When the pain slapped him back again, he decided—once and for all—this dead business sucked.

“It sure would, but you’re not.”

He blinked his heavy eyes clear, stared at Essie. “Not?”

“Definitely not. Are you going to stick around awhile this time? I just talked your parents into going down for some food. I can get them back.”

“What the hell?”

As she lowered the bed guard to sit on the side of the bed, taking his hand, he took stock. Machines and monitors, the annoying discomfort of the IV needle in the back of his hand, the raging headache, the sour, metallic taste in his throat, and a score of other irritations under the full-body pain.

“She shot me. Patricia Hobart—driving a white Honda Civic, Maine—”

“You gave us all of it already.”

His brain wanted to shut down again, but he pushed through it. “You get her? You get her?”

“We will. Are you up to telling me what happened?”

“Cloudy. How long?”

“This is day three, heading to four.”

“Shit. Shit. How bad?”

She shifted. They’d had pieces of this conversation before, but he seemed more lucid this time. Or maybe she just wanted him to be.

“Good news first. You’re not going to die.”

“Really good news.”

“You took two hits. The one in the shoulder tore some things up, but the docs say you’ll regain full mobility and range of motion with PT. You can’t screw around with the PT, no matter how much it hurts, or how boring. Got it?”

“Yeah, yeah.”

“The second, torso, right side, fractured a couple ribs, nicked your liver on the way down. You had internal injuries, and you lost a lot of blood, but they patched you up.

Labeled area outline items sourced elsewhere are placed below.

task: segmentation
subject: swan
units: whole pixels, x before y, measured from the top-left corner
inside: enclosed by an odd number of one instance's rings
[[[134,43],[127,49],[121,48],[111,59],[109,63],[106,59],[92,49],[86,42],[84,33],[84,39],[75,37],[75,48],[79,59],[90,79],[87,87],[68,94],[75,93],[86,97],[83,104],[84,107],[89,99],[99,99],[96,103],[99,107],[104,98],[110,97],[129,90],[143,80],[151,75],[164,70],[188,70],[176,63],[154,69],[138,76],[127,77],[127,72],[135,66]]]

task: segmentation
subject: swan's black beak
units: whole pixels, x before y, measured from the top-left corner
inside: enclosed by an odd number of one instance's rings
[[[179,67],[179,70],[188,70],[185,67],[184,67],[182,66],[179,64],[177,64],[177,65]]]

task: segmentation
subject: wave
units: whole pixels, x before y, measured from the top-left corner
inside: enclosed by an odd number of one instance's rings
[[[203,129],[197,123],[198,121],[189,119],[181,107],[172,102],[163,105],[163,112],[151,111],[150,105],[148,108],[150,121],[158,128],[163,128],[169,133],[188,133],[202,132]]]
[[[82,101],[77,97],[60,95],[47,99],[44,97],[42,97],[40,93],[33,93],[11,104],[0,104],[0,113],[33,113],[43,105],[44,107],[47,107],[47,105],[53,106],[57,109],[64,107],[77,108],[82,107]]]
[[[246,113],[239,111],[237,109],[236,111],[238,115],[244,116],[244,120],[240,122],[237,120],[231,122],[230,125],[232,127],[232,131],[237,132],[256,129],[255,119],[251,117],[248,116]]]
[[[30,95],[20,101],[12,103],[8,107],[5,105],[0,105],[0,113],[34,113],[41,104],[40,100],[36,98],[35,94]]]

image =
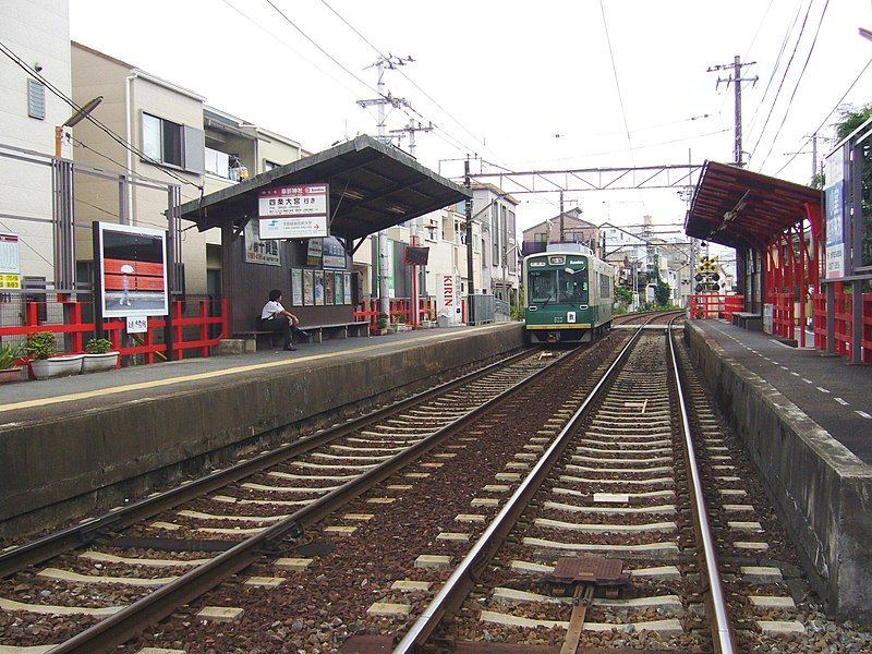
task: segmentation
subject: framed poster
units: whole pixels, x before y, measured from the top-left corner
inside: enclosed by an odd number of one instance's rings
[[[303,269],[291,270],[291,306],[303,306]]]
[[[342,304],[351,304],[351,272],[343,272],[342,278],[342,291],[346,295],[346,300]]]
[[[167,232],[95,222],[94,234],[102,316],[166,316]]]
[[[332,304],[336,298],[336,276],[329,270],[324,274],[324,303]]]
[[[342,304],[344,301],[344,295],[342,294],[342,274],[335,272],[334,277],[336,281],[334,281],[334,304]]]
[[[314,270],[303,270],[303,305],[315,304],[315,278]]]
[[[315,270],[315,305],[324,304],[324,270]]]
[[[245,223],[245,263],[280,266],[281,254],[278,241],[262,241],[261,231],[255,220]]]

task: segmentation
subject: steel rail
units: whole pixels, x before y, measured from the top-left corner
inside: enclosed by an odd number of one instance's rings
[[[538,487],[550,472],[554,463],[562,455],[570,438],[574,435],[579,423],[591,407],[591,403],[597,398],[603,387],[610,382],[619,364],[635,344],[635,341],[639,340],[639,336],[642,334],[642,327],[644,327],[644,325],[641,325],[635,334],[630,337],[609,368],[596,383],[591,392],[588,393],[588,397],[584,398],[581,407],[572,414],[572,417],[569,419],[569,422],[554,439],[554,443],[545,450],[545,453],[533,467],[533,470],[530,471],[530,474],[524,477],[521,485],[518,486],[497,517],[494,518],[494,521],[475,542],[475,545],[473,545],[463,560],[460,561],[460,565],[455,569],[451,577],[448,578],[448,581],[445,582],[439,593],[433,598],[429,605],[427,605],[424,613],[419,616],[415,623],[405,632],[403,639],[393,649],[393,654],[414,652],[416,647],[424,644],[436,626],[441,621],[443,617],[456,610],[463,603],[464,597],[475,583],[477,572],[493,558],[496,550],[502,544],[502,540],[512,530],[518,518],[521,517],[521,513],[523,513],[526,508],[529,500],[536,491],[538,491]]]
[[[342,425],[319,429],[311,436],[304,436],[288,445],[279,446],[268,452],[257,455],[234,463],[228,468],[217,470],[204,475],[190,484],[170,488],[154,497],[147,497],[125,506],[123,509],[105,513],[92,520],[75,524],[73,526],[57,531],[36,541],[26,543],[0,554],[0,579],[14,574],[27,566],[41,564],[59,554],[83,547],[99,537],[104,536],[109,530],[120,530],[141,520],[171,509],[180,504],[194,499],[206,493],[217,491],[228,484],[232,484],[241,479],[245,479],[276,465],[286,459],[304,455],[322,445],[342,438],[343,436],[361,429],[374,422],[380,421],[391,413],[397,413],[411,405],[425,402],[433,397],[439,396],[458,386],[475,382],[476,379],[493,373],[499,367],[511,365],[512,363],[528,355],[530,350],[521,351],[507,359],[492,363],[483,368],[473,371],[467,375],[439,384],[433,388],[424,390],[409,398],[399,400],[382,409],[377,409]],[[281,427],[274,427],[281,428]]]
[[[582,350],[579,350],[581,352]],[[120,611],[112,614],[77,633],[73,638],[48,650],[47,654],[94,654],[95,652],[109,652],[120,645],[149,625],[165,618],[179,606],[189,604],[202,594],[222,583],[228,577],[239,572],[249,565],[261,559],[265,553],[275,552],[280,541],[290,534],[299,534],[303,528],[317,522],[325,516],[340,508],[342,505],[365,493],[376,484],[404,468],[428,450],[435,448],[444,439],[468,423],[477,419],[482,413],[510,399],[517,390],[526,385],[531,379],[543,375],[546,371],[562,367],[564,362],[570,356],[558,359],[531,376],[525,377],[504,390],[498,396],[480,404],[431,436],[427,436],[410,448],[397,453],[391,459],[380,463],[377,468],[366,471],[359,477],[351,480],[319,497],[310,505],[295,511],[288,518],[275,523],[268,529],[222,552],[208,562],[185,572],[174,581],[156,590],[155,592],[137,600]]]
[[[705,508],[705,498],[702,493],[702,482],[700,480],[700,471],[697,465],[697,456],[693,450],[693,438],[691,436],[690,420],[688,417],[687,403],[685,402],[685,393],[681,388],[681,377],[678,368],[678,356],[675,352],[675,341],[673,339],[673,323],[676,318],[669,320],[668,328],[666,329],[666,338],[669,341],[669,355],[671,360],[673,375],[675,376],[676,395],[678,396],[678,405],[681,410],[681,431],[685,436],[685,453],[687,459],[687,468],[690,472],[690,480],[692,484],[692,498],[693,498],[693,518],[697,523],[697,533],[703,545],[703,556],[701,562],[705,566],[706,577],[708,580],[710,604],[712,613],[714,613],[714,620],[712,625],[712,640],[715,652],[718,654],[735,654],[736,645],[732,639],[732,629],[730,627],[729,618],[727,617],[727,603],[724,598],[724,589],[720,584],[720,576],[717,568],[717,555],[715,553],[714,538],[712,531],[708,526],[708,512]]]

You’re going to feel like shit for a while, but if you’re not an asshole about it, you’ll make a full recovery.”

“She didn’t hit the, you know, fun factory, did she? Because it doesn’t feel right down there.”

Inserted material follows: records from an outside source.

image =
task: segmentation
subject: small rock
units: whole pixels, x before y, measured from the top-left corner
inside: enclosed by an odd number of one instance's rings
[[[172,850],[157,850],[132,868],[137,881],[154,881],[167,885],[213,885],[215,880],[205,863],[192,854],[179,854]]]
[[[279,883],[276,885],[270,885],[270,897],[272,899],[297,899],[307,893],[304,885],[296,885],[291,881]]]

“That’s the catheter. It’ll come out when you can move around.”

“So I’ve been mostly dead for going on four days, but not dead yet.”

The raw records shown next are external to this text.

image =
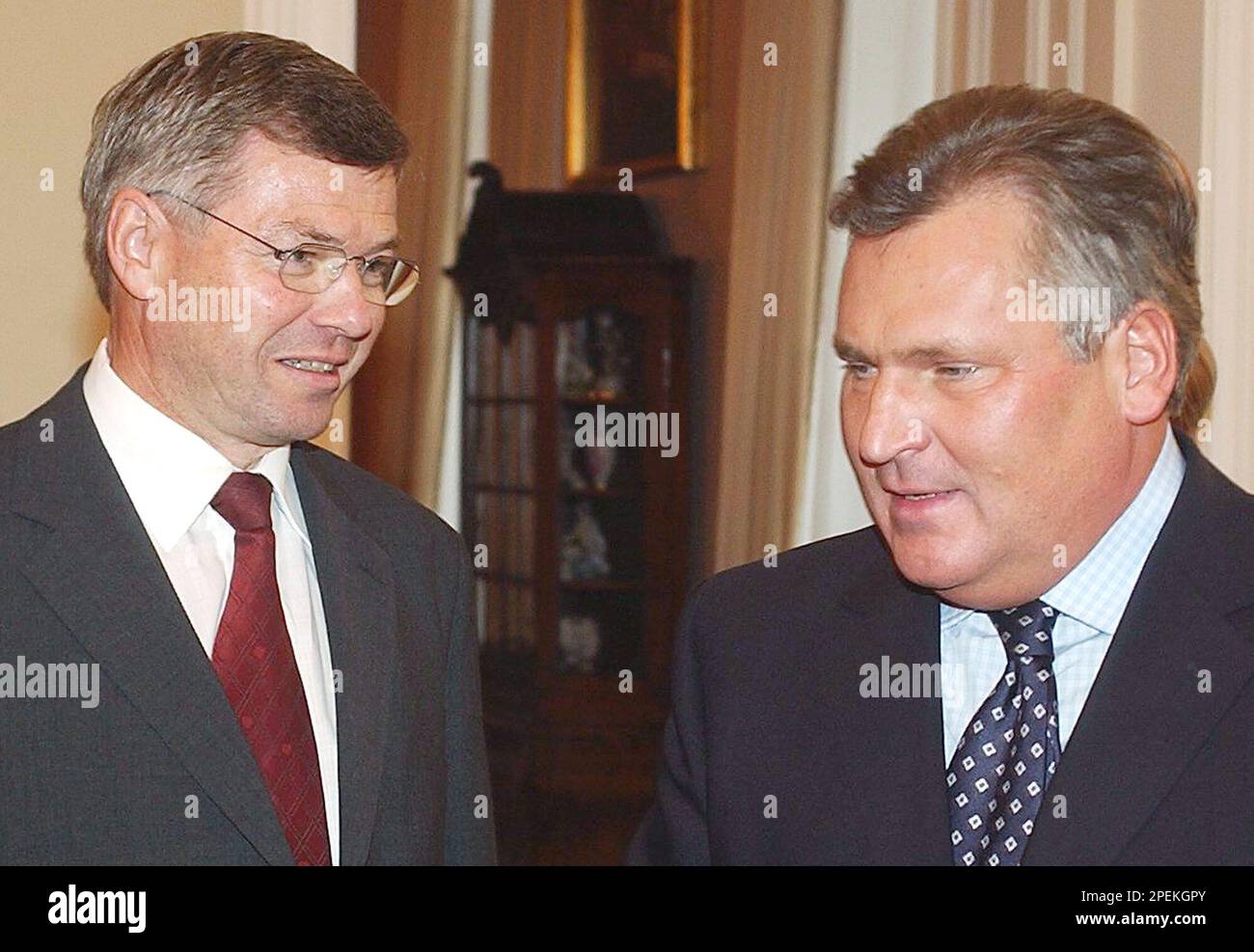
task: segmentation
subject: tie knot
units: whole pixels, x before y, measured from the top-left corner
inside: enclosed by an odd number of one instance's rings
[[[1011,660],[1053,657],[1053,622],[1057,612],[1040,598],[1017,608],[986,612],[1002,636],[1002,646]]]
[[[232,473],[209,503],[236,532],[270,528],[270,480],[261,473]]]

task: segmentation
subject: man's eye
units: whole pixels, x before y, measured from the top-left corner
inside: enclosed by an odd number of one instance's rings
[[[366,273],[374,277],[376,281],[382,281],[384,278],[391,275],[395,265],[396,265],[395,258],[390,257],[370,258],[370,261],[366,262]]]
[[[853,361],[853,360],[846,360],[846,361],[844,361],[841,364],[841,366],[843,366],[843,369],[845,370],[846,374],[849,374],[850,376],[854,376],[854,378],[856,378],[859,380],[863,380],[863,379],[870,376],[870,371],[872,371],[870,364],[859,364],[859,362]]]
[[[946,366],[937,368],[937,373],[949,380],[962,380],[963,378],[973,375],[977,370],[979,370],[977,364],[948,364]]]

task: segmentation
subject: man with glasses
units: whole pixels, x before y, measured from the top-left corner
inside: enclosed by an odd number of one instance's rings
[[[307,442],[418,285],[408,148],[261,34],[100,102],[108,336],[0,430],[0,862],[494,860],[465,547]]]

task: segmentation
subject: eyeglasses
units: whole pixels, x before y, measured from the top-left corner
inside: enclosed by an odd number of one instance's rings
[[[393,257],[391,255],[376,255],[370,258],[361,255],[349,256],[344,248],[337,248],[332,245],[319,245],[316,242],[305,242],[303,245],[297,245],[295,248],[276,248],[265,238],[258,238],[238,225],[232,225],[226,218],[219,218],[207,208],[201,208],[194,202],[189,202],[173,192],[154,189],[147,194],[149,198],[158,194],[173,198],[176,202],[182,202],[202,214],[209,216],[213,221],[222,222],[228,228],[234,228],[241,235],[247,235],[253,241],[265,245],[282,262],[278,266],[278,280],[290,291],[301,291],[307,295],[322,294],[322,291],[326,291],[326,288],[335,283],[336,278],[344,272],[345,265],[350,261],[357,262],[356,268],[361,276],[362,296],[371,304],[381,304],[390,307],[404,301],[418,287],[418,265],[413,261]]]

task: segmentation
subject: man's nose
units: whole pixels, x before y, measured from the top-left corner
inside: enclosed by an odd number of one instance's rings
[[[898,454],[927,444],[922,409],[892,373],[880,371],[867,400],[858,435],[858,455],[868,467],[882,467]]]

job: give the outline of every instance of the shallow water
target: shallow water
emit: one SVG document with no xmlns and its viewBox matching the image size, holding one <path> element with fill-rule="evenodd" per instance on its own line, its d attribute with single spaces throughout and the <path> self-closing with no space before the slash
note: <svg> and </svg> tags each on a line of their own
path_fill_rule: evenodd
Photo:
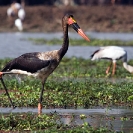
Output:
<svg viewBox="0 0 133 133">
<path fill-rule="evenodd" d="M 123 41 L 133 40 L 132 33 L 96 33 L 87 32 L 90 38 L 119 39 Z M 69 33 L 71 38 L 80 38 L 75 33 Z M 0 58 L 15 58 L 23 53 L 36 51 L 50 51 L 59 49 L 61 46 L 33 45 L 28 38 L 62 38 L 62 33 L 0 33 Z M 98 47 L 70 46 L 66 57 L 90 58 L 90 55 Z M 128 52 L 128 59 L 133 58 L 132 47 L 124 47 Z M 37 113 L 37 108 L 0 108 L 1 114 L 7 113 Z M 95 108 L 95 109 L 43 109 L 43 113 L 58 113 L 65 124 L 83 124 L 80 114 L 85 114 L 85 119 L 93 127 L 107 126 L 115 131 L 133 132 L 133 110 L 127 108 Z M 74 117 L 73 117 L 74 116 Z M 126 120 L 122 120 L 126 118 Z M 72 120 L 73 119 L 73 120 Z"/>
<path fill-rule="evenodd" d="M 97 33 L 97 32 L 87 32 L 90 38 L 99 39 L 119 39 L 123 41 L 133 40 L 132 33 Z M 71 38 L 79 39 L 81 38 L 76 33 L 69 33 Z M 43 52 L 59 49 L 61 46 L 47 46 L 47 45 L 33 45 L 28 38 L 62 38 L 62 33 L 0 33 L 0 58 L 15 58 L 23 53 L 28 52 Z M 89 43 L 89 42 L 88 42 Z M 91 42 L 90 42 L 91 43 Z M 66 57 L 82 57 L 89 59 L 90 55 L 98 48 L 93 46 L 70 46 Z M 132 47 L 124 47 L 128 52 L 128 59 L 133 58 Z"/>
<path fill-rule="evenodd" d="M 0 108 L 1 114 L 37 113 L 37 108 Z M 93 108 L 93 109 L 43 109 L 42 113 L 56 113 L 64 124 L 81 125 L 80 115 L 86 116 L 85 122 L 94 128 L 106 126 L 115 131 L 129 133 L 133 131 L 133 109 L 128 108 Z"/>
</svg>

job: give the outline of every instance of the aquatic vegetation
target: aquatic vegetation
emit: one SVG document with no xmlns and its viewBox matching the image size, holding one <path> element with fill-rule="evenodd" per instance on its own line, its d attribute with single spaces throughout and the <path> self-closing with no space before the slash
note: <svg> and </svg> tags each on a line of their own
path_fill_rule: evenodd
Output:
<svg viewBox="0 0 133 133">
<path fill-rule="evenodd" d="M 51 39 L 47 40 L 44 38 L 28 38 L 29 41 L 33 42 L 35 45 L 61 45 L 62 39 Z M 88 43 L 83 39 L 71 39 L 71 46 L 133 46 L 133 41 L 121 41 L 121 40 L 101 40 L 101 39 L 91 39 Z"/>
<path fill-rule="evenodd" d="M 106 133 L 112 132 L 111 130 L 103 127 L 93 128 L 89 126 L 89 123 L 81 119 L 82 125 L 67 125 L 63 124 L 60 120 L 60 116 L 56 113 L 37 115 L 33 113 L 23 114 L 8 114 L 0 115 L 0 131 L 4 132 L 62 132 L 62 133 L 74 133 L 74 132 L 95 132 Z"/>
<path fill-rule="evenodd" d="M 0 69 L 10 59 L 0 60 Z M 64 58 L 56 71 L 48 78 L 44 91 L 44 108 L 93 108 L 111 106 L 133 107 L 133 77 L 117 63 L 114 77 L 105 75 L 108 61 L 91 61 L 82 58 Z M 106 66 L 107 64 L 107 66 Z M 133 60 L 129 61 L 133 65 Z M 6 86 L 17 107 L 37 107 L 40 95 L 40 82 L 31 77 L 5 75 Z M 0 83 L 0 106 L 10 107 L 5 90 Z M 86 116 L 79 117 L 82 125 L 65 125 L 57 114 L 33 113 L 0 114 L 1 131 L 31 132 L 114 132 L 108 127 L 93 128 L 86 122 Z M 114 119 L 114 118 L 110 118 Z M 121 121 L 128 120 L 122 117 Z"/>
<path fill-rule="evenodd" d="M 6 61 L 1 60 L 0 67 L 4 63 Z M 119 63 L 116 75 L 111 77 L 105 75 L 105 61 L 97 63 L 89 59 L 64 58 L 46 82 L 43 106 L 46 108 L 90 108 L 121 104 L 132 106 L 132 75 Z M 130 61 L 130 64 L 132 63 Z M 4 79 L 16 106 L 36 107 L 41 86 L 39 81 L 21 76 L 19 82 L 12 75 L 5 75 Z M 3 90 L 2 84 L 0 88 Z M 4 90 L 0 100 L 0 106 L 10 106 Z"/>
</svg>

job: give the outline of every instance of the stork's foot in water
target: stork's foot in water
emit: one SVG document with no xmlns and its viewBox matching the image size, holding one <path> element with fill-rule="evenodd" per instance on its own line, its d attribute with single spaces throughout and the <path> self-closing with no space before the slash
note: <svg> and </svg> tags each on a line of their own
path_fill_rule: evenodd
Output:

“Leave it to you to do a mash-up of two movie classics. How’d she get the drop on you?”

He shut his eyes, made himself bring it back. “Blond wig, blue contacts, an appliance—sexy little overbite. Said Renee had … Renee.” His eyes opened, and he saw it. He saw it before Essie told him.

“I’m sorry, Reed. We found her in her house. Two shots to the head. TOD’s estimated at roughly two hours before she shot you. From what we’ve pieced together, Hobart—as a redhead going by the name of Faith Appleby—connected with Renee a few months ago. She claimed she was house hunting, and it looks like she followed your footsteps on properties. She got friendly with Renee, so she must have known about the appointment, saw that as her opportunity to take you out.”

“She said Renee was delayed, and asked her to show me through the house. I didn’t make her straight off, but her voice … I watched some interviews, and I recognized her voice. Took too long to put it together.”

“Partner, if you hadn’t put it together, you’d be really most sincerely dead.”

“And yet another movie classic. She got the drop on me, Essie, and let me just add: Getting shot hurts like a motherfucker. She came around the bar, the kitchen island deal, to finish me off. I couldn’t use my right arm, but I got my weapon out with the left. I think I got three rounds off. I know I hit her. I fucking know I hit her.”

“You did. Blood trail led out the front door.”

“Good.”

“We just missed her, Reed. She had to have an escape plan worked out. She killed her grandparents before she walked out the door.”

“Come on.”

“The bitch dropped her grandmother off her walker, took her grandfather out in his goddamn Barcalounger. We froze their accounts—they all had her name on them—but she’d been systematically clearing them out for what looks like years, and must have millions.”

She rubbed his hand between hers. “I owe you a big, giant apology.”

“She’s the one. She’s been killing people her brother and his buddies missed.”

“We found her war room, her kill lists, photos, data she’s accumulated. Weapons she left behind, more wigs and disguises, maps. No computer. We have to figure she worked on a laptop and took it with her. The car she drove to the house was stolen that morning, and she left it at her grandparents’. We’ve got an APB out on the car registered to her, and since she’s now the prime suspect on unsolved cases across state lines, that’s national.”